Originally, Angela says, she wanted the whole thing–age 0-18. But she doesn’t see an end in sight. Maybe it’s a good time to bring this experiment to a close.

So, she packs her things. But Nathan feels compelled to continue the rehearsal as a single father. He tells Adam that his mom left, but the two of them are still a family.

“It was time to stand up for my own values,” he says. “And the values of those who came before me. We don’t always get to choose what happens in life, but we do get to decide if we rehearse for it.”

This “winter,” he and Adam celebrate Hanukkah with Miriam. It feels like an idyllic ending to the episode, until we cut to a conversation between Nathan and Miriam.

Miriam pressures Nathan to support Israel in the Israeli-Palestinian conflict. She tells him he must use his platform to share how beautiful Israel is. Nathan is noncommittal in his responses–much the same as he was with Angela.


The Episode Review

It may feel to Nathan like he’s making progress, but his advances this episode are only superficial. He’s only done what others have pressured him to do in regard to his compliant nature–while still maintaining control of the larger scenario.

What is real to Nathan? Angela becomes frustrated about all of his lies in the rehearsal. And while Nathan may be more stringent when it comes to sticking to the rehearsal’s guidelines, Angela also notices his disregard for the real meaning that artificial things can hold for her. There was also Thomas, on the other hand, who in the previous episode found Nathan’s lying to real people disconcerting.

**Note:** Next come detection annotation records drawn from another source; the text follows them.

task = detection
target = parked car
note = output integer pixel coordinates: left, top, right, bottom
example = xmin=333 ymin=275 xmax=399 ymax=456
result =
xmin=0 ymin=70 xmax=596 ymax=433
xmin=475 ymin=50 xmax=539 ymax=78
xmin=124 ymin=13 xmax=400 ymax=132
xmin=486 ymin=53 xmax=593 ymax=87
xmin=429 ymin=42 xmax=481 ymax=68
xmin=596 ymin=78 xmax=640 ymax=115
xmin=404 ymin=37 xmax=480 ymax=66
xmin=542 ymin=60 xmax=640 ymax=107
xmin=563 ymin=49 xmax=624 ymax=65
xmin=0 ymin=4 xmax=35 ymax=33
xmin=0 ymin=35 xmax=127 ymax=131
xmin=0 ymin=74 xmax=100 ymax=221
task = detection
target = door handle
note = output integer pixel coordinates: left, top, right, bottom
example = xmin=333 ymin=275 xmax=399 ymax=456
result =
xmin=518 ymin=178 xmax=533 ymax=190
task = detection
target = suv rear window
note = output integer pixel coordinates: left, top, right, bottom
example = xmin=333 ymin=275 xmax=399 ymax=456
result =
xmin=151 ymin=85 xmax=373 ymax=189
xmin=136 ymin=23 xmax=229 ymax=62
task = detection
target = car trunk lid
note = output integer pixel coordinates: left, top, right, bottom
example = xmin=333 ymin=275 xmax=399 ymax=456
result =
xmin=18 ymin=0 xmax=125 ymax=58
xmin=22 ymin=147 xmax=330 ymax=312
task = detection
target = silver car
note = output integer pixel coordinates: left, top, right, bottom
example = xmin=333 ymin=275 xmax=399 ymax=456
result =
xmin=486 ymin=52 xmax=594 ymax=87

Nathan has repeatedly been upset with others not taking rehearsals seriously. But for most others, like Angela and Thomas, reality can’t be so easily separated from fiction. Maybe Nathan needs to realize that his rehearsals are populated by real people. Their identity is not simply actor or subject or a version of reality–and that includes himself.

And if Nathan can’t take the reality of others seriously and get in touch with who he himself is as a person, what are his rehearsals for? When are they rehearsals for “real life,” and when are they simply an escape?

There are fascinating dynamics to unpack, leaving me with high expectations for the season finale. I think Fielder will deliver.